L’attitude de Nelson Mandela lors de la Coupe du monde de rugby, en 1995, illustre cette politique à merveille. Le premier président noir d’Afrique du Sud arborait en effet le maillot de l’équipe nationale sud-africaine lors de la finale contre la Nouvelle-Zélande, alors qu’en Afrique du Sud, le rugby était traditionnellement le sport de la population blanche. Mandela s’est donc approprié un symbole que la majorité noire associait à l’apartheid. Devant un public de plusieurs millions de personnes, il a incarné la réconciliation nationale entre noirs et blancs.
Les membres du Conseil fédéral tentent une démarche similaire d’intégration nationale symbolique lorsqu’ils assistent aux fêtes fédérales de lutte et présentent les valeurs de cette discipline sportive comme constitutives de l’Etat: en 2013 à Berthoud (BE), Ueli Maurer a invoqué «les racines, les valeurs et la prévoyance» en tant que recette politique pour l’avenir de la Suisse. En 2025 à Mollis (GL), Karin Keller-Sutter a quant à elle déclaré que les idéaux des lutteurs que sont la courtoisie, le respect, la camaraderie et la modestie étaient des valeurs caractérisant la Suisse de manière générale.
Mais le sport ne se prête pas uniquement à véhiculer des messages nationaux, il est aussi employé pour soigner l’image personnelle. Et l’efficacité est en particulier au rendez-vous lorsque les femmes et les homme politiques apportent la preuve de leurs propres aptitudes sportives.

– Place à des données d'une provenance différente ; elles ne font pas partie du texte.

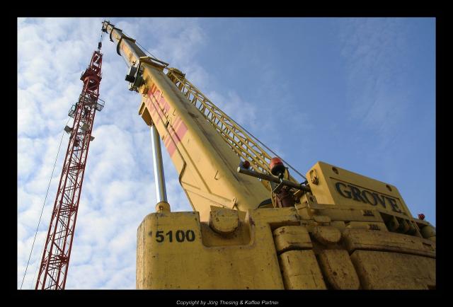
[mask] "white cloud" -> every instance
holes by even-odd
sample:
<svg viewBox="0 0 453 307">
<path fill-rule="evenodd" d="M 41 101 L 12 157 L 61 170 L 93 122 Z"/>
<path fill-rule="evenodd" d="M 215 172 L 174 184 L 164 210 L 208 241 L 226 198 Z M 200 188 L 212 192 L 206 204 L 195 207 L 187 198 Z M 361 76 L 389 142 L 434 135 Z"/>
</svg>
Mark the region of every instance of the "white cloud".
<svg viewBox="0 0 453 307">
<path fill-rule="evenodd" d="M 158 28 L 165 28 L 159 25 L 168 21 L 138 21 L 141 26 Z M 176 21 L 176 29 L 185 28 L 179 37 L 185 40 L 185 46 L 173 50 L 176 40 L 163 36 L 154 51 L 162 55 L 169 52 L 165 60 L 177 59 L 207 79 L 190 59 L 204 39 L 202 31 L 196 22 Z M 67 111 L 81 90 L 80 72 L 97 47 L 101 22 L 99 18 L 18 20 L 18 287 Z M 139 34 L 145 42 L 140 41 L 142 45 L 152 42 L 149 45 L 155 45 L 136 24 L 126 20 L 117 25 L 131 35 Z M 140 97 L 127 90 L 127 68 L 108 35 L 103 45 L 101 93 L 105 108 L 95 120 L 96 139 L 88 153 L 66 289 L 134 289 L 137 228 L 154 212 L 150 132 L 137 114 Z M 185 57 L 183 52 L 188 52 Z M 42 257 L 67 141 L 65 135 L 23 289 L 33 287 L 35 282 L 33 274 Z M 172 210 L 191 210 L 166 152 L 164 156 Z"/>
</svg>

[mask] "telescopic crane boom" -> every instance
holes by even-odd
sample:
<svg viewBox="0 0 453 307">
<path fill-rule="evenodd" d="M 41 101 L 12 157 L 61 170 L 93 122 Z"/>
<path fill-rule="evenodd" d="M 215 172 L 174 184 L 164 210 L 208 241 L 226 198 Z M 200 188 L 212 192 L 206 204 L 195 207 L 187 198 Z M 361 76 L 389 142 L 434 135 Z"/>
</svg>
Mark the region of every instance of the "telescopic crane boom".
<svg viewBox="0 0 453 307">
<path fill-rule="evenodd" d="M 145 216 L 138 289 L 435 288 L 435 229 L 396 187 L 321 161 L 297 182 L 183 72 L 102 30 L 194 209 Z"/>
</svg>

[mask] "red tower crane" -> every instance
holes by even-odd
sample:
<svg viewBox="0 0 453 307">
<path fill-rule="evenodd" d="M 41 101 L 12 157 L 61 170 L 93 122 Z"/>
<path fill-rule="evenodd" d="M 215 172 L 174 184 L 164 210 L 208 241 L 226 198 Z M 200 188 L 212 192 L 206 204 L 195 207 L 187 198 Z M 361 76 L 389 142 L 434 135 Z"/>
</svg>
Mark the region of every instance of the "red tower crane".
<svg viewBox="0 0 453 307">
<path fill-rule="evenodd" d="M 89 66 L 80 79 L 84 88 L 79 101 L 69 110 L 74 118 L 72 127 L 64 130 L 70 134 L 69 142 L 60 176 L 57 197 L 45 240 L 42 258 L 36 281 L 36 289 L 64 289 L 74 240 L 80 194 L 86 166 L 86 157 L 94 116 L 104 102 L 99 99 L 102 53 L 100 42 L 91 57 Z"/>
</svg>

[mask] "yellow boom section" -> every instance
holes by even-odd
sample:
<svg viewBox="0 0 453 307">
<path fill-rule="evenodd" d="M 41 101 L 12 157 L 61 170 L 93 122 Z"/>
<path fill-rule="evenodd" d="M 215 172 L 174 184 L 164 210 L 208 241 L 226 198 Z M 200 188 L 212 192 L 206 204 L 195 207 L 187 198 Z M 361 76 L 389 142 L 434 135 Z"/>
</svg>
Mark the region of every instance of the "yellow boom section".
<svg viewBox="0 0 453 307">
<path fill-rule="evenodd" d="M 268 199 L 269 192 L 260 180 L 236 172 L 239 157 L 164 73 L 166 65 L 146 57 L 121 30 L 110 23 L 104 27 L 128 65 L 138 67 L 143 79 L 137 88 L 143 95 L 139 113 L 148 125 L 156 126 L 180 183 L 201 219 L 207 220 L 210 206 L 245 212 Z M 171 76 L 175 80 L 174 74 Z"/>
</svg>

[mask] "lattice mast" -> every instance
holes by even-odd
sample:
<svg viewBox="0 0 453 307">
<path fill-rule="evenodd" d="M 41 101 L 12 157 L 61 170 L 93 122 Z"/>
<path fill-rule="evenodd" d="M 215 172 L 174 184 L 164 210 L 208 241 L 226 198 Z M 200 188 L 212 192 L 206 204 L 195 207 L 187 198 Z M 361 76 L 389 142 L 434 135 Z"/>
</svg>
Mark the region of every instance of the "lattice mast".
<svg viewBox="0 0 453 307">
<path fill-rule="evenodd" d="M 88 68 L 80 79 L 84 82 L 79 101 L 69 110 L 74 118 L 72 127 L 64 130 L 70 134 L 63 169 L 58 185 L 49 230 L 45 240 L 36 289 L 64 289 L 66 284 L 71 248 L 74 240 L 77 211 L 84 182 L 86 158 L 96 110 L 104 106 L 99 99 L 102 53 L 99 42 Z"/>
</svg>

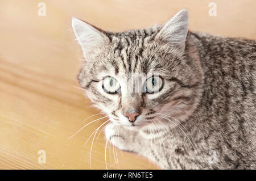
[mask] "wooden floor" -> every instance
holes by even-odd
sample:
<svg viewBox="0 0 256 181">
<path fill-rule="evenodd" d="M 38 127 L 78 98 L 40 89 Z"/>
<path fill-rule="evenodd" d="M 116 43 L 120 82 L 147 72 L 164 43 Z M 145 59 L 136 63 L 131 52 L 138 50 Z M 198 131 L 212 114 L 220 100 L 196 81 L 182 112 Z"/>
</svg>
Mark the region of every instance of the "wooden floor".
<svg viewBox="0 0 256 181">
<path fill-rule="evenodd" d="M 38 15 L 41 1 L 46 5 L 46 16 Z M 216 16 L 208 15 L 212 1 L 1 0 L 0 169 L 158 169 L 109 145 L 105 154 L 103 132 L 92 147 L 92 137 L 83 147 L 104 120 L 68 139 L 101 117 L 83 121 L 99 112 L 90 107 L 76 79 L 82 54 L 74 40 L 71 17 L 119 31 L 163 23 L 187 8 L 192 30 L 256 38 L 255 0 L 214 1 Z M 38 161 L 41 150 L 46 151 L 46 163 Z"/>
</svg>

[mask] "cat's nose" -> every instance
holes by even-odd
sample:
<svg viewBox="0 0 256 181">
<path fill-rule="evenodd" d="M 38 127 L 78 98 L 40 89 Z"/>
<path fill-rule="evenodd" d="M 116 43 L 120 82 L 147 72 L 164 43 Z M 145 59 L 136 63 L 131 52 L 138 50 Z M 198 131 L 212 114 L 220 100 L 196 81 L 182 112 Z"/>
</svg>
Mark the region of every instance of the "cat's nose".
<svg viewBox="0 0 256 181">
<path fill-rule="evenodd" d="M 123 116 L 128 117 L 130 122 L 134 122 L 136 120 L 136 119 L 138 116 L 139 116 L 141 113 L 138 112 L 134 112 L 134 113 L 126 113 L 123 115 Z"/>
</svg>

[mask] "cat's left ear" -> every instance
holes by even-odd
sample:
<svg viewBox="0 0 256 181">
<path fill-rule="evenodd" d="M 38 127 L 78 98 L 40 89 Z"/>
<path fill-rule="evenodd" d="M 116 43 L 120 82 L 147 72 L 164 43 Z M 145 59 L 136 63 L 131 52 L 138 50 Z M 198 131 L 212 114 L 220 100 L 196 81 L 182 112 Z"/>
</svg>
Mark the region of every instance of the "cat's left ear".
<svg viewBox="0 0 256 181">
<path fill-rule="evenodd" d="M 105 31 L 76 18 L 72 18 L 72 27 L 85 57 L 109 41 Z"/>
<path fill-rule="evenodd" d="M 165 24 L 155 40 L 176 46 L 184 50 L 188 31 L 189 15 L 187 10 L 179 11 Z"/>
</svg>

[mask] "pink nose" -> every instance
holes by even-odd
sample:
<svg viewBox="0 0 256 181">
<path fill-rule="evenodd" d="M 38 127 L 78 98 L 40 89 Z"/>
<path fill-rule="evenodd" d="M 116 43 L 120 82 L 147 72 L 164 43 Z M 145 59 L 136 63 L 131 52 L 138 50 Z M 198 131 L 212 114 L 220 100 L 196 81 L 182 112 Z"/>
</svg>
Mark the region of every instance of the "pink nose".
<svg viewBox="0 0 256 181">
<path fill-rule="evenodd" d="M 134 122 L 136 120 L 136 118 L 141 115 L 139 113 L 126 113 L 123 115 L 123 116 L 126 116 L 129 118 L 129 121 Z"/>
</svg>

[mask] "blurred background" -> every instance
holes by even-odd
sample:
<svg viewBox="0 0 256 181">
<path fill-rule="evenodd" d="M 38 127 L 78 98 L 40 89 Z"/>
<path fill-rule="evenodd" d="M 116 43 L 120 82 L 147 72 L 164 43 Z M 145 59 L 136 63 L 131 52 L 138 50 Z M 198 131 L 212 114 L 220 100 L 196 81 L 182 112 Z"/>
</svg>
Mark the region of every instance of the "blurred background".
<svg viewBox="0 0 256 181">
<path fill-rule="evenodd" d="M 100 112 L 76 81 L 82 53 L 72 16 L 117 32 L 163 23 L 187 9 L 191 31 L 255 39 L 255 0 L 1 0 L 0 169 L 158 169 L 105 147 L 101 129 L 93 146 L 93 136 L 83 146 L 104 119 L 68 139 L 101 117 L 84 121 Z"/>
</svg>

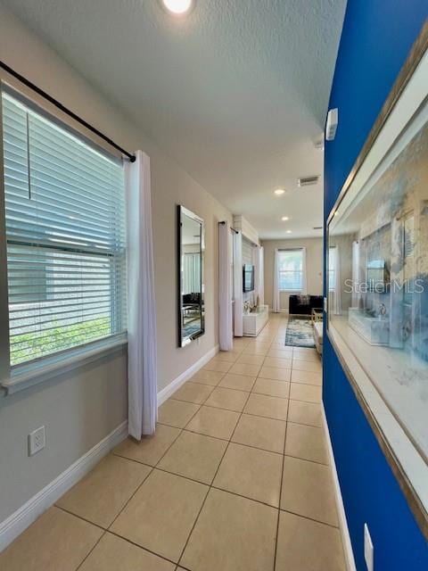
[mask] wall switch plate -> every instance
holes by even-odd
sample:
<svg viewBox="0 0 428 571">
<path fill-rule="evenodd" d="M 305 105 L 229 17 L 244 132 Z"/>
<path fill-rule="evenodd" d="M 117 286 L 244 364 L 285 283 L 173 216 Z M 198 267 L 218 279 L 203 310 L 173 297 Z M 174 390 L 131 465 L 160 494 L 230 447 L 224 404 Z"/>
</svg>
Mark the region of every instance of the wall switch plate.
<svg viewBox="0 0 428 571">
<path fill-rule="evenodd" d="M 364 524 L 364 559 L 367 566 L 367 571 L 374 570 L 374 549 L 367 524 Z"/>
<path fill-rule="evenodd" d="M 45 426 L 39 426 L 29 434 L 29 456 L 34 456 L 46 445 Z"/>
</svg>

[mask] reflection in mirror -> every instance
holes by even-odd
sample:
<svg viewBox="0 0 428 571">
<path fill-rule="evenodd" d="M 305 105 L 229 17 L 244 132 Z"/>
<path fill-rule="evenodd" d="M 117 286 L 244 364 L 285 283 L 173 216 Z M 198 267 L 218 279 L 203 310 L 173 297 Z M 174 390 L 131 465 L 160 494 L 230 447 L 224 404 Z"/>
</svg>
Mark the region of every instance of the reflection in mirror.
<svg viewBox="0 0 428 571">
<path fill-rule="evenodd" d="M 184 347 L 205 332 L 203 220 L 178 206 L 178 339 Z"/>
</svg>

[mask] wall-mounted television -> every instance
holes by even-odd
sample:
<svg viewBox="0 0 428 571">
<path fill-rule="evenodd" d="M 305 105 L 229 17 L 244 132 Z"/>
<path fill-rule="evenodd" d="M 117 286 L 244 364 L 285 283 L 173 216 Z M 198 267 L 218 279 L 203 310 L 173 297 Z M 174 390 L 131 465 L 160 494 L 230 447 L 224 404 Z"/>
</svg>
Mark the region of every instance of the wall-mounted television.
<svg viewBox="0 0 428 571">
<path fill-rule="evenodd" d="M 254 266 L 251 264 L 244 264 L 243 269 L 243 291 L 254 291 Z"/>
</svg>

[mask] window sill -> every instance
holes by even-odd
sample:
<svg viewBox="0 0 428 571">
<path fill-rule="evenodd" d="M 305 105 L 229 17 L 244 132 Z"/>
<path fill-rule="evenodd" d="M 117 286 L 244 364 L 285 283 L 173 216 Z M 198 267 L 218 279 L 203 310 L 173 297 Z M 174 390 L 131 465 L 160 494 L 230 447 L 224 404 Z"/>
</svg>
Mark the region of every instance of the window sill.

Le conseiller fédéral Adolf Ogi était un maître en la matière. Cet ancien professeur de ski et directeur de la Fédération de ski a incarné comme personne le sport helvétique. Lors des manifestations sportives, il n’apparaissait donc jamais pour la forme. Sa première apparition officielle en tant que ministre des Sport, en 1998, lors de l’ouverture d’un camp de ski pour la jeunesse en est une illustration magistrale: Ogi ne s’est pas contenté de tenir un discours, il a aussi chaussé les skis et descendu la piste avec les jeunes. C’était là une mise en scène typique du personnage: proche des gens, sportif et pourtant tout à fait dans sa stature d’homme d’Etat.